In an attempt to protect the roughly 2,000 Syrian refugees that arrive on the Greek island of Lesvos every day, the Lesvos Coast Guard has invited Texas A&M University’s Center for Robot-Assisted Search and Rescue to develop the Center’s robot, EMILY: the Emergency Integrated Lifesaving Lanyard, as a pilot project. While EMILY has been tested to pluck stray swimmers out of the water, it has never been tested as a lifesaving device on the scale of the European refugee crisis. As the Syrian civil war rages on, more and more citizens are displaced by the violence, streaming across the borders into neighboring countries. Rather than make their way on foot, many take a shortcut across the Mediterranean Sea to Greece. Traveling in rickety boats without life vests, to date more than 2,600 Syrian refugees have died at sea.
EMILY is a four foot long buoy, controlled remotely by a human operator.
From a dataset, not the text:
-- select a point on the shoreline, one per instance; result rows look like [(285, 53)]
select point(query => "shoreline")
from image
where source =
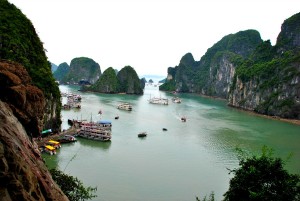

The robot’s tether cable can extend up to 2,000 feet, so the operator can guide the robot to struggling swimmers and then reel them in to safety. EMILY works in conjunction with several Fotokites: tethered, camera-equipped quadcopter drones that feed visuals to the operator from 30 feet above the water. Once the operator guides EMILY to a refugee at sea, the robot and the person holding on are reeled in manually, so no propulsion power is needed.
The Texas A&M team, the Lesvos Coast Guard, and more than 80 NGOs working in the region all have high hopes that EMILY will be able to keep refugees safe on the dangerous crossing from Syria.